Opinion issued December 19, 2002




In The

Court of Appeals

For The

First District of Texas





NO. 01-01-01125-CR





CRAIG BRYANT CAUDILL, Appellant


V.


THE STATE OF TEXAS, Appellee





On Appeal from the 180th District Court

Harris County, Texas

Trial Court Cause No. 810,938





O P I N I O N

          A jury found appellant, Craig Bryant Caudill, guilty of aggravated robbery and assessed punishment at 15-years confinement. In seven points of error, appellant contends the evidence was legally and factually insufficient to support his conviction and the trial court erred in failing to suppress his written statement, erred in failing to suppress evidence of an out-of-court identification and in-court identification, erred in failing to grant appellant’s motion for mistrial, and erred in allowing the State to produce evidence of extraneous offenses during the punishment phase of trial.

          We affirm.

Factual Background

          Angela Morriesette, manager of Seville Cleaners, testified that on April 12, 1999, she saw appellant enter her store between 1:00 and 2:00 p.m. Morriesette was waiting on customers at the time, and appellant left. He returned a short time later and asked Morriesette some questions about dry cleaning and laundry, and then left again. Appellant returned a third time, and when all of the other customers had left, he approached Morriesette and said “give me the money.” As Morriesette reached for a panic button to set off an alarm system, appellant told her to “turn around, open the drawer, and give me the money.” At the same time, appellant lifted his shirt to reveal the butt of a gun that was protruding from his waistline.

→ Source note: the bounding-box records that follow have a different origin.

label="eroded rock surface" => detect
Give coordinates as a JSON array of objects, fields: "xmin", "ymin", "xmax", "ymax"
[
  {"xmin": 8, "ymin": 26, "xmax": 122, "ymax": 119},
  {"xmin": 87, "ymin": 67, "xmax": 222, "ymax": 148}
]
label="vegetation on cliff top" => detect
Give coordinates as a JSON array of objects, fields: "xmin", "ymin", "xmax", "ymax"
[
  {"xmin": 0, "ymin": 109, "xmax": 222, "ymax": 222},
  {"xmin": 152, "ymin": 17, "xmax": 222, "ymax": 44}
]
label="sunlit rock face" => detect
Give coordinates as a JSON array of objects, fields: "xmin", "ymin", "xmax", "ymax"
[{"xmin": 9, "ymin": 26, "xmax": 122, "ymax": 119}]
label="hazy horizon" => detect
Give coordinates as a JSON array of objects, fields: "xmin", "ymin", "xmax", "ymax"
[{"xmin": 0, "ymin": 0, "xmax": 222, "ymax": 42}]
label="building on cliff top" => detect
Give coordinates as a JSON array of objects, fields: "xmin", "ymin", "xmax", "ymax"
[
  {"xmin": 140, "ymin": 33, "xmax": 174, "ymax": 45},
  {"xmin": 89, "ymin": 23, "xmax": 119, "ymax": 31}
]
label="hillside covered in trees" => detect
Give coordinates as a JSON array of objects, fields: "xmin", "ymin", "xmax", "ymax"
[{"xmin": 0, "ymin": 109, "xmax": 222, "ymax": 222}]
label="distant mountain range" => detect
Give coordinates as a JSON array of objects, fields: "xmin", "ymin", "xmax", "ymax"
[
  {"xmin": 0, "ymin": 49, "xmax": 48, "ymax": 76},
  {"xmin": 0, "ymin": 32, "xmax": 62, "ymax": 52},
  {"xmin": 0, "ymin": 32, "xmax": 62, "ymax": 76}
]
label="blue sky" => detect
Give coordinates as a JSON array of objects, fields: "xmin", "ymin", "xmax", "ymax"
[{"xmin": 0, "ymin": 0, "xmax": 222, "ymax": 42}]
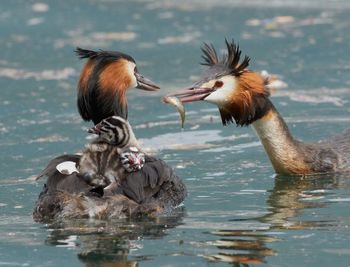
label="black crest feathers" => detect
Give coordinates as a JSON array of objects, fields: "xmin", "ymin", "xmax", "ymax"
[
  {"xmin": 74, "ymin": 47, "xmax": 99, "ymax": 59},
  {"xmin": 201, "ymin": 39, "xmax": 250, "ymax": 76}
]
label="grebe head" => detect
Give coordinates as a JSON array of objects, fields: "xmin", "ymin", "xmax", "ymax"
[
  {"xmin": 88, "ymin": 116, "xmax": 136, "ymax": 148},
  {"xmin": 170, "ymin": 40, "xmax": 270, "ymax": 126},
  {"xmin": 75, "ymin": 47, "xmax": 159, "ymax": 124}
]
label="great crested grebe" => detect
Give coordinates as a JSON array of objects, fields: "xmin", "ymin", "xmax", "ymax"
[
  {"xmin": 33, "ymin": 116, "xmax": 186, "ymax": 221},
  {"xmin": 33, "ymin": 48, "xmax": 187, "ymax": 221},
  {"xmin": 76, "ymin": 47, "xmax": 159, "ymax": 124},
  {"xmin": 169, "ymin": 40, "xmax": 350, "ymax": 175}
]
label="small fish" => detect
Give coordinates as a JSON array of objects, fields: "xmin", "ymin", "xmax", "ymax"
[{"xmin": 163, "ymin": 96, "xmax": 186, "ymax": 128}]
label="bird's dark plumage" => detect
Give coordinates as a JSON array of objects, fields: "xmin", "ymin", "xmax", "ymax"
[
  {"xmin": 75, "ymin": 47, "xmax": 135, "ymax": 124},
  {"xmin": 33, "ymin": 155, "xmax": 187, "ymax": 222}
]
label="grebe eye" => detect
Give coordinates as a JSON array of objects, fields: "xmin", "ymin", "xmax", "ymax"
[{"xmin": 214, "ymin": 81, "xmax": 224, "ymax": 88}]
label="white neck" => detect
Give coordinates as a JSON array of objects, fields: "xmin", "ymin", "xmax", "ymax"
[{"xmin": 253, "ymin": 110, "xmax": 308, "ymax": 174}]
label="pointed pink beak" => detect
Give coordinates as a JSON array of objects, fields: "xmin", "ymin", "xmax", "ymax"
[{"xmin": 167, "ymin": 86, "xmax": 215, "ymax": 103}]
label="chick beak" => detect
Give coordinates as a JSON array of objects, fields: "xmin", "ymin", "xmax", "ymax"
[
  {"xmin": 135, "ymin": 72, "xmax": 160, "ymax": 91},
  {"xmin": 167, "ymin": 85, "xmax": 215, "ymax": 103}
]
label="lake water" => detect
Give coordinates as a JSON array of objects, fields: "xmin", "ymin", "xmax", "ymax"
[{"xmin": 0, "ymin": 0, "xmax": 350, "ymax": 266}]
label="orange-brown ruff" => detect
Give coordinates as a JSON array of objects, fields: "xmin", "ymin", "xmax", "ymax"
[
  {"xmin": 76, "ymin": 48, "xmax": 159, "ymax": 124},
  {"xmin": 171, "ymin": 38, "xmax": 350, "ymax": 175}
]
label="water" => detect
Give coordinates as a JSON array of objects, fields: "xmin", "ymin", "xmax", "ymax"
[{"xmin": 0, "ymin": 0, "xmax": 350, "ymax": 266}]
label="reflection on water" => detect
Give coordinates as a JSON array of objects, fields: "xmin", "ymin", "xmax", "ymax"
[
  {"xmin": 204, "ymin": 174, "xmax": 350, "ymax": 266},
  {"xmin": 45, "ymin": 208, "xmax": 185, "ymax": 267}
]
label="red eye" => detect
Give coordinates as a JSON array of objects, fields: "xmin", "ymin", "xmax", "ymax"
[{"xmin": 214, "ymin": 81, "xmax": 224, "ymax": 88}]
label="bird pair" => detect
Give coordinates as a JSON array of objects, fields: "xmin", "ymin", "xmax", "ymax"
[{"xmin": 34, "ymin": 40, "xmax": 350, "ymax": 222}]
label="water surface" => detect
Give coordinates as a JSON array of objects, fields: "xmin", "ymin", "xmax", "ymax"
[{"xmin": 0, "ymin": 0, "xmax": 350, "ymax": 266}]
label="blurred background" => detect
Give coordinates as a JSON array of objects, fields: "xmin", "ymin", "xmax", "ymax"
[{"xmin": 0, "ymin": 0, "xmax": 350, "ymax": 266}]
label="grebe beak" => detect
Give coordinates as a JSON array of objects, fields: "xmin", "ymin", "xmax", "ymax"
[
  {"xmin": 135, "ymin": 72, "xmax": 160, "ymax": 91},
  {"xmin": 167, "ymin": 85, "xmax": 215, "ymax": 103}
]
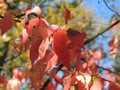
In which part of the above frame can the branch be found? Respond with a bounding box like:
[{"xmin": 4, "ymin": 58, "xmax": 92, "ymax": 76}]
[
  {"xmin": 85, "ymin": 20, "xmax": 120, "ymax": 44},
  {"xmin": 96, "ymin": 65, "xmax": 120, "ymax": 75},
  {"xmin": 103, "ymin": 0, "xmax": 120, "ymax": 18}
]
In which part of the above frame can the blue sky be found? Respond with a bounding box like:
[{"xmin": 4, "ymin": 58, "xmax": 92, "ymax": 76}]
[{"xmin": 82, "ymin": 0, "xmax": 120, "ymax": 21}]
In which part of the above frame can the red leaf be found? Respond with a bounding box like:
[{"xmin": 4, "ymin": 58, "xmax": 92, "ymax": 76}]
[
  {"xmin": 30, "ymin": 29, "xmax": 42, "ymax": 64},
  {"xmin": 63, "ymin": 74, "xmax": 72, "ymax": 90},
  {"xmin": 53, "ymin": 30, "xmax": 70, "ymax": 69},
  {"xmin": 22, "ymin": 29, "xmax": 28, "ymax": 46},
  {"xmin": 76, "ymin": 53, "xmax": 83, "ymax": 71},
  {"xmin": 45, "ymin": 82, "xmax": 57, "ymax": 90},
  {"xmin": 0, "ymin": 76, "xmax": 7, "ymax": 85},
  {"xmin": 31, "ymin": 6, "xmax": 41, "ymax": 16},
  {"xmin": 108, "ymin": 82, "xmax": 120, "ymax": 90},
  {"xmin": 38, "ymin": 18, "xmax": 58, "ymax": 40},
  {"xmin": 93, "ymin": 50, "xmax": 102, "ymax": 60},
  {"xmin": 0, "ymin": 12, "xmax": 14, "ymax": 35},
  {"xmin": 30, "ymin": 52, "xmax": 53, "ymax": 88},
  {"xmin": 75, "ymin": 81, "xmax": 86, "ymax": 90},
  {"xmin": 64, "ymin": 8, "xmax": 71, "ymax": 23},
  {"xmin": 46, "ymin": 53, "xmax": 58, "ymax": 70},
  {"xmin": 67, "ymin": 29, "xmax": 86, "ymax": 48}
]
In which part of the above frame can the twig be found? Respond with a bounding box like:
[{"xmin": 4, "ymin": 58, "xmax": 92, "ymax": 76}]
[
  {"xmin": 40, "ymin": 20, "xmax": 120, "ymax": 90},
  {"xmin": 85, "ymin": 20, "xmax": 120, "ymax": 44},
  {"xmin": 103, "ymin": 0, "xmax": 120, "ymax": 18},
  {"xmin": 96, "ymin": 65, "xmax": 120, "ymax": 75}
]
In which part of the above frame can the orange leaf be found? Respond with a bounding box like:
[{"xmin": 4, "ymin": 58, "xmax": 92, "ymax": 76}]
[
  {"xmin": 90, "ymin": 77, "xmax": 104, "ymax": 90},
  {"xmin": 67, "ymin": 29, "xmax": 86, "ymax": 48},
  {"xmin": 53, "ymin": 30, "xmax": 70, "ymax": 69},
  {"xmin": 30, "ymin": 29, "xmax": 42, "ymax": 64},
  {"xmin": 64, "ymin": 8, "xmax": 71, "ymax": 23},
  {"xmin": 108, "ymin": 82, "xmax": 120, "ymax": 90},
  {"xmin": 0, "ymin": 12, "xmax": 14, "ymax": 35}
]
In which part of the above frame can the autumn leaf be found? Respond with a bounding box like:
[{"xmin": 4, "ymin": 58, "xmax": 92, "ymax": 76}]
[
  {"xmin": 67, "ymin": 28, "xmax": 86, "ymax": 48},
  {"xmin": 0, "ymin": 12, "xmax": 14, "ymax": 35},
  {"xmin": 46, "ymin": 53, "xmax": 58, "ymax": 70},
  {"xmin": 90, "ymin": 77, "xmax": 104, "ymax": 90},
  {"xmin": 64, "ymin": 8, "xmax": 71, "ymax": 24},
  {"xmin": 108, "ymin": 82, "xmax": 120, "ymax": 90},
  {"xmin": 53, "ymin": 30, "xmax": 70, "ymax": 69},
  {"xmin": 0, "ymin": 76, "xmax": 7, "ymax": 84},
  {"xmin": 30, "ymin": 28, "xmax": 42, "ymax": 65},
  {"xmin": 30, "ymin": 52, "xmax": 53, "ymax": 88}
]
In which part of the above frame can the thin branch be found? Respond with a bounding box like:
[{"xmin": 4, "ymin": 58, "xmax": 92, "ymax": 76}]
[
  {"xmin": 85, "ymin": 20, "xmax": 120, "ymax": 44},
  {"xmin": 96, "ymin": 65, "xmax": 120, "ymax": 75},
  {"xmin": 103, "ymin": 0, "xmax": 120, "ymax": 18}
]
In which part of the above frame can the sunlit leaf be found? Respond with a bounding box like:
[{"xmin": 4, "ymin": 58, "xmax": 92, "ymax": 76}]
[{"xmin": 0, "ymin": 12, "xmax": 14, "ymax": 35}]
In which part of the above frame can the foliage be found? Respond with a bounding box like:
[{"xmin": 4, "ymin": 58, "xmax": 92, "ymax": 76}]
[{"xmin": 0, "ymin": 0, "xmax": 120, "ymax": 90}]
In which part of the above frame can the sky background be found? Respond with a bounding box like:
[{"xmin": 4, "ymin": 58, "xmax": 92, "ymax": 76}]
[{"xmin": 82, "ymin": 0, "xmax": 120, "ymax": 21}]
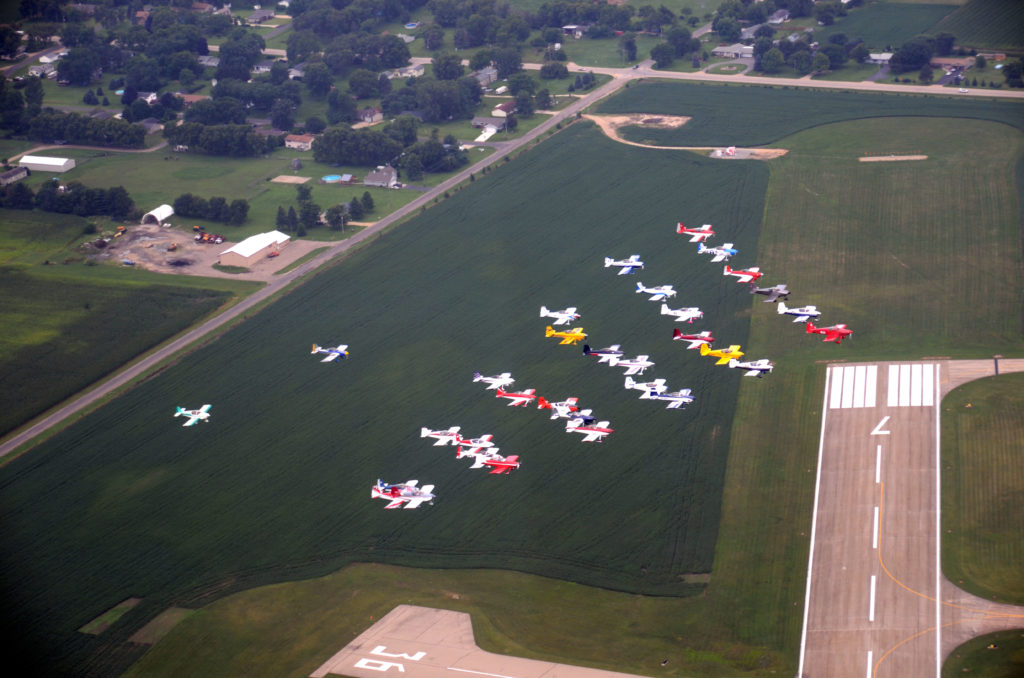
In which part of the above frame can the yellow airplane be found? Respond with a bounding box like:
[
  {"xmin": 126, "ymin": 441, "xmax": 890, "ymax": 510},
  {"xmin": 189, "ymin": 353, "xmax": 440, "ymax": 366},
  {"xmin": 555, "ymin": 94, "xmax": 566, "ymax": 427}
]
[
  {"xmin": 700, "ymin": 344, "xmax": 743, "ymax": 365},
  {"xmin": 544, "ymin": 325, "xmax": 587, "ymax": 345}
]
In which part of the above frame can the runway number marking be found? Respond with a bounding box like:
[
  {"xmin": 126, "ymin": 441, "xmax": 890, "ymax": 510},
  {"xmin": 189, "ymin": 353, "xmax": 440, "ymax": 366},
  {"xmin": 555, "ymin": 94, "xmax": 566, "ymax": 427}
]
[{"xmin": 355, "ymin": 645, "xmax": 427, "ymax": 673}]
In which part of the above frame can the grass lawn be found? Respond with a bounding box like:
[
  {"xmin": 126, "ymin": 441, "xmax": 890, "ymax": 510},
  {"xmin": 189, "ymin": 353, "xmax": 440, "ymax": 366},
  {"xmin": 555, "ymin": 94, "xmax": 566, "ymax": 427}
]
[{"xmin": 942, "ymin": 374, "xmax": 1024, "ymax": 605}]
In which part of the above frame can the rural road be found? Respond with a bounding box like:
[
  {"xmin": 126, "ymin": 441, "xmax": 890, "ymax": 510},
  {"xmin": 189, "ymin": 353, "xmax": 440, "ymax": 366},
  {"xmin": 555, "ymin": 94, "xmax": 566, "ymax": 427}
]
[{"xmin": 0, "ymin": 58, "xmax": 1024, "ymax": 458}]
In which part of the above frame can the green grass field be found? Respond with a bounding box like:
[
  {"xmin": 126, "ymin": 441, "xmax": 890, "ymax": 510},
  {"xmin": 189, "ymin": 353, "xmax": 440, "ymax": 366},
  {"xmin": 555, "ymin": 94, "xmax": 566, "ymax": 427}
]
[
  {"xmin": 942, "ymin": 374, "xmax": 1024, "ymax": 605},
  {"xmin": 814, "ymin": 1, "xmax": 959, "ymax": 50},
  {"xmin": 929, "ymin": 0, "xmax": 1024, "ymax": 50}
]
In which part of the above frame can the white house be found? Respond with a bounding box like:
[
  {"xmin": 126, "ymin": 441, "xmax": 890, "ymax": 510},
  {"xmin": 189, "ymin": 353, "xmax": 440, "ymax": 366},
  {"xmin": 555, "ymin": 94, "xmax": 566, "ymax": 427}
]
[
  {"xmin": 17, "ymin": 156, "xmax": 75, "ymax": 172},
  {"xmin": 219, "ymin": 230, "xmax": 292, "ymax": 268},
  {"xmin": 142, "ymin": 205, "xmax": 174, "ymax": 226}
]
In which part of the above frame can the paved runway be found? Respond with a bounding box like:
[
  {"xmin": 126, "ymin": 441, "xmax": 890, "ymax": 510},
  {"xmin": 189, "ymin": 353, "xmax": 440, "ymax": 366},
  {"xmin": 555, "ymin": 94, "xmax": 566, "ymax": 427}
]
[
  {"xmin": 800, "ymin": 361, "xmax": 1024, "ymax": 678},
  {"xmin": 310, "ymin": 605, "xmax": 641, "ymax": 678}
]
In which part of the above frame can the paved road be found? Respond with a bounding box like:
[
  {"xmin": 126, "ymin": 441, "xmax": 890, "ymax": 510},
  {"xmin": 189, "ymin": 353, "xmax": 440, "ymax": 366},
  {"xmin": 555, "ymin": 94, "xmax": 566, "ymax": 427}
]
[
  {"xmin": 310, "ymin": 605, "xmax": 641, "ymax": 678},
  {"xmin": 799, "ymin": 359, "xmax": 1024, "ymax": 678}
]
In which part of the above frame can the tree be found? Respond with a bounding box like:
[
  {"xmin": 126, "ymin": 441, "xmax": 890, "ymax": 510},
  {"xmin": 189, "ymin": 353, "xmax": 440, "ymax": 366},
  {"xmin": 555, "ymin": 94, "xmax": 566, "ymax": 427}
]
[{"xmin": 431, "ymin": 53, "xmax": 465, "ymax": 80}]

Morriesette described the butt of the gun as beige and curved, and said that, although she was not sure if it was an automatic or a revolver, she was sure that it was a gun. Morriesette testified that, after taking the money, appellant drove away in a green van.

          Houston Police Officer Maria Row testified that she approached Morriesette nine days after the robbery to show her a photographic array that included a photograph of appellant along with photographs of five other men. Row told Morriesette that the person who committed the crime was not necessarily included in the photographs. Row saw Morriesette positively identify appellant as the man who robbed her.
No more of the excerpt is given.